UK Launches Taskforce RAID To Speed AI Into Its Armed Forces

The new unit reports directly to the Chief of the Defence Staff and is exempt from standard financial and procurement controls.

 

The UK Ministry of Defence launched the Rapid AI Delivery Taskforce, known as Taskforce RAID, on June 10. The unit’s job is to get AI tools into the hands of British soldiers, sailors and aircrew faster than standard defense procurement allows. Prime Minister Keir Starmer announced the launch during London Tech Week, alongside Defense Secretary John Healey.

 

First targets: intelligence and planning

The taskforce will start with a short list of operational problems tackling two key areas: 

  1. AI that processes intelligence data fast enough to support live decisions.
  2. AI built into military planning, enabling commanders to produce and adapt battle plans at the speed modern operations demand.

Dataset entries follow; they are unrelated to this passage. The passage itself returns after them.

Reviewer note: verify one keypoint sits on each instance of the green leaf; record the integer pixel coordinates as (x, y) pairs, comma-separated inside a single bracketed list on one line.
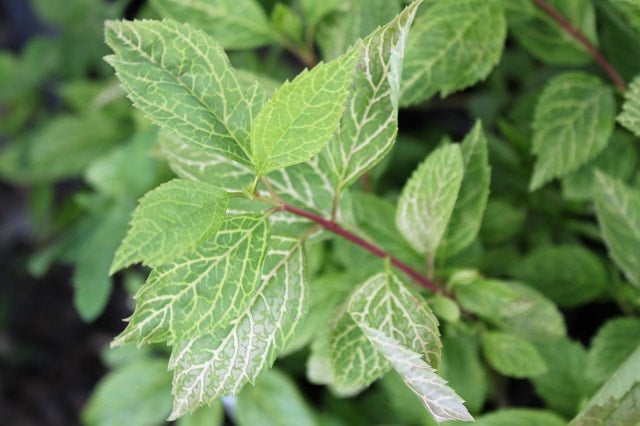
[(370, 121), (203, 289), (616, 403), (520, 417), (512, 355), (631, 10), (302, 116), (501, 222), (181, 79), (235, 24), (537, 32), (618, 160), (220, 363), (462, 368), (573, 121), (355, 19), (441, 401), (354, 361), (192, 163), (612, 344), (376, 218), (173, 219), (205, 416), (466, 217), (428, 199), (385, 303), (93, 254), (287, 23), (326, 294), (512, 307), (113, 174), (618, 211), (314, 11), (570, 275), (564, 386), (137, 393), (630, 116), (453, 45), (274, 400), (37, 157)]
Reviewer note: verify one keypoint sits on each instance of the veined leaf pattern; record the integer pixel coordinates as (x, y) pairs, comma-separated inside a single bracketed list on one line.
[(181, 79), (432, 390), (204, 289), (355, 362), (235, 24), (370, 121), (387, 304), (618, 211), (453, 45), (220, 363), (428, 199), (573, 121), (172, 219), (302, 115)]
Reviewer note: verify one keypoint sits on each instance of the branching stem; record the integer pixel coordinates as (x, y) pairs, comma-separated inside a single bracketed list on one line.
[(337, 229), (593, 51)]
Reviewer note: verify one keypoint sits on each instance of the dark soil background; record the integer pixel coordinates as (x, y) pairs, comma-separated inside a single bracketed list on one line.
[(49, 358)]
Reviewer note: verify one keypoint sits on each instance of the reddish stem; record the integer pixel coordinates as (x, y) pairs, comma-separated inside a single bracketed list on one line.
[(593, 51), (337, 229)]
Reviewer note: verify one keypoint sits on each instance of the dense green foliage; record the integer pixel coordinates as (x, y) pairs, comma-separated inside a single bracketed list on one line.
[(285, 216)]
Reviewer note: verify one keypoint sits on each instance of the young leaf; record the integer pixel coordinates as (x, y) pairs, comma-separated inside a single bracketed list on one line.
[(388, 305), (370, 121), (467, 214), (428, 199), (203, 289), (618, 211), (573, 120), (441, 401), (354, 20), (544, 38), (136, 393), (235, 24), (174, 218), (220, 363), (512, 355), (613, 343), (616, 403), (453, 45), (302, 116), (630, 116), (570, 275), (273, 400), (181, 79)]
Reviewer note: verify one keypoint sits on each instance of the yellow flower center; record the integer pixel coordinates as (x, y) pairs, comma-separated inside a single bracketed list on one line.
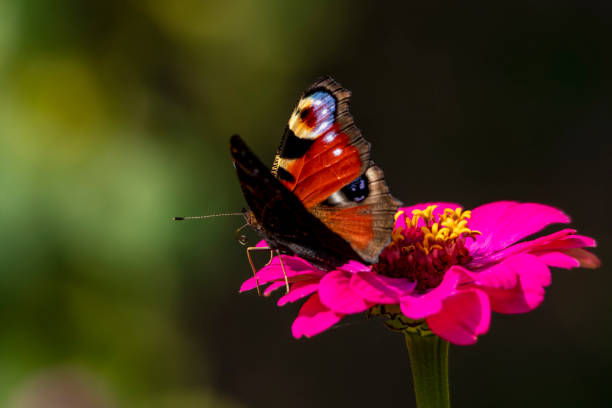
[(427, 246)]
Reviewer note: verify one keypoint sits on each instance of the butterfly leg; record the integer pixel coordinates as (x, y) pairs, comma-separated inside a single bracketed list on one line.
[(283, 268), (249, 249)]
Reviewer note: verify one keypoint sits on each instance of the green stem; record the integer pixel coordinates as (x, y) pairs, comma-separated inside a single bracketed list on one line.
[(429, 363)]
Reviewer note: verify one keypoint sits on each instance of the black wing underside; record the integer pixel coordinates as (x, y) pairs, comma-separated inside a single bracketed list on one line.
[(282, 219)]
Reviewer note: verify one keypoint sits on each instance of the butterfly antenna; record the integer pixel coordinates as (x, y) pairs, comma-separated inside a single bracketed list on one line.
[(201, 217), (241, 238)]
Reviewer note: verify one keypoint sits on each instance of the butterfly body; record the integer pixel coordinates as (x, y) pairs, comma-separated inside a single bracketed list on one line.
[(324, 199)]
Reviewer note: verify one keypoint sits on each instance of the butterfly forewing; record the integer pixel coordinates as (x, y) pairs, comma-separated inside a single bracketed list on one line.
[(281, 218), (325, 162)]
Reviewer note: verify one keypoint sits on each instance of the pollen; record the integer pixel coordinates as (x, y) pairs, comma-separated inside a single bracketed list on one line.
[(427, 246)]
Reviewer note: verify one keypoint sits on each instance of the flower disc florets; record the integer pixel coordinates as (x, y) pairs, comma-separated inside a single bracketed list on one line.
[(428, 244)]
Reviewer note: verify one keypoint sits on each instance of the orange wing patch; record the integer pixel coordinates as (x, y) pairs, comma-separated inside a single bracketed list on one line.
[(354, 224), (324, 169)]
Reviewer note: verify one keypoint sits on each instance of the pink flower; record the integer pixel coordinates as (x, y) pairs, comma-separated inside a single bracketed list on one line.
[(445, 266)]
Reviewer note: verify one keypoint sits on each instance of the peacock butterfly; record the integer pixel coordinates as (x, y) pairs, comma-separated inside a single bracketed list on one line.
[(324, 200)]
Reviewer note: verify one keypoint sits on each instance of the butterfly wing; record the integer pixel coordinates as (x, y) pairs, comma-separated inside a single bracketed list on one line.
[(282, 219), (325, 162)]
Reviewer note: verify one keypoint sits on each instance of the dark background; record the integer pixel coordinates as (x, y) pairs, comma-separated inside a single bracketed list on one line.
[(115, 116)]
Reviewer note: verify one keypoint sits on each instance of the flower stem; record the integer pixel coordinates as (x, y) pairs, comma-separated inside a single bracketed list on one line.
[(429, 363)]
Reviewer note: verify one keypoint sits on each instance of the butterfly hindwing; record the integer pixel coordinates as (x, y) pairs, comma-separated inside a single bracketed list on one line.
[(325, 162)]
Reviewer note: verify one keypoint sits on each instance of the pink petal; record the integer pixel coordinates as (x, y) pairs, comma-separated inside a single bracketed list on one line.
[(380, 289), (515, 285), (503, 223), (354, 266), (336, 293), (313, 318), (262, 244), (464, 317), (298, 291), (420, 306), (274, 286), (558, 260)]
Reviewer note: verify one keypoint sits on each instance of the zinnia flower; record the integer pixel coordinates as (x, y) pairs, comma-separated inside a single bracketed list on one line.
[(446, 267)]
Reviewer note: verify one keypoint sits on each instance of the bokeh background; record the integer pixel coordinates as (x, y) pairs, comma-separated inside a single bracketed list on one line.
[(116, 115)]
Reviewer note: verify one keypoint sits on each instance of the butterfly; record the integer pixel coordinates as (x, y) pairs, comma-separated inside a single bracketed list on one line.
[(324, 200)]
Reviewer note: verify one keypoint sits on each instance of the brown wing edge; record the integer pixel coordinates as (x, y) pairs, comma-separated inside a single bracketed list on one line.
[(281, 218)]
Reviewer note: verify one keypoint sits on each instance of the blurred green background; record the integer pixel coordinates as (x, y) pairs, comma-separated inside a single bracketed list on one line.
[(115, 116)]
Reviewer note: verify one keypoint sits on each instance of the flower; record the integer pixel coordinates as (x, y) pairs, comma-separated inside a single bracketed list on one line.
[(446, 267)]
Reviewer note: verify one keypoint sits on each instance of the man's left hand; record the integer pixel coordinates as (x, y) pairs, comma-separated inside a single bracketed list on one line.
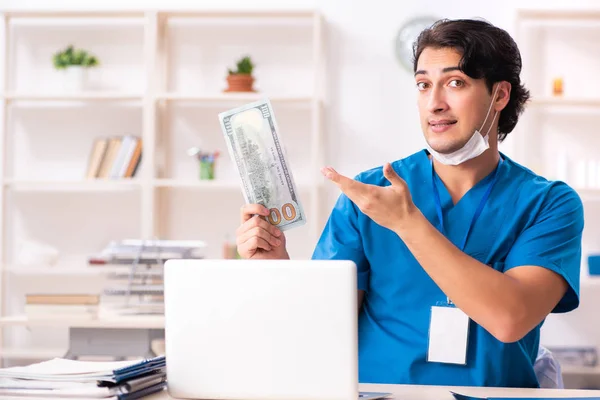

The government also wants uncrewed systems, such as drones, to take on dangerous tasks in place of personnel.

 

The unit can bypass standard controls

Taskforce RAID reports directly to the Chief of the Defence Staff, Air Chief Marshal Sir Richard Knighton. It can skip some of the standard spending approvals and procurement rules that normally govern defense purchases. The Ministry of Defence says internal policies and a new expert advisory group will provide oversight. It has not said which controls are waived or what limits remain.

The new AI Expert Advisory Group will comprise technical, ethical, and operational experts and will build on the ministry’s existing Ethics Advisory Panel.

 

A wider door for UK tech companies

The taskforce will work with British tech companies, including smaller ones, to lower the barrier to entry into defense contracting. The first named partner is Rowden, a Bristol engineering firm that builds sensing and information systems for the British Army and other government customers. The release notes that Rowden recently received £25 million from the National Wealth Fund, a government-owned investor. That investment was announced in May, weeks before the taskforce existed.

 

Defense-wide order to move faster

Healey issued a memo the same day directing every part of the Ministry of Defence to identify where AI can improve operational effectiveness and speed up decision-making. Both moves follow the 2025 Strategic Defence Review, which committed the UK to a shift toward AI and autonomy across its forces, including a protected Defence AI Investment Fund and a digital targeting web for the Army by 2027.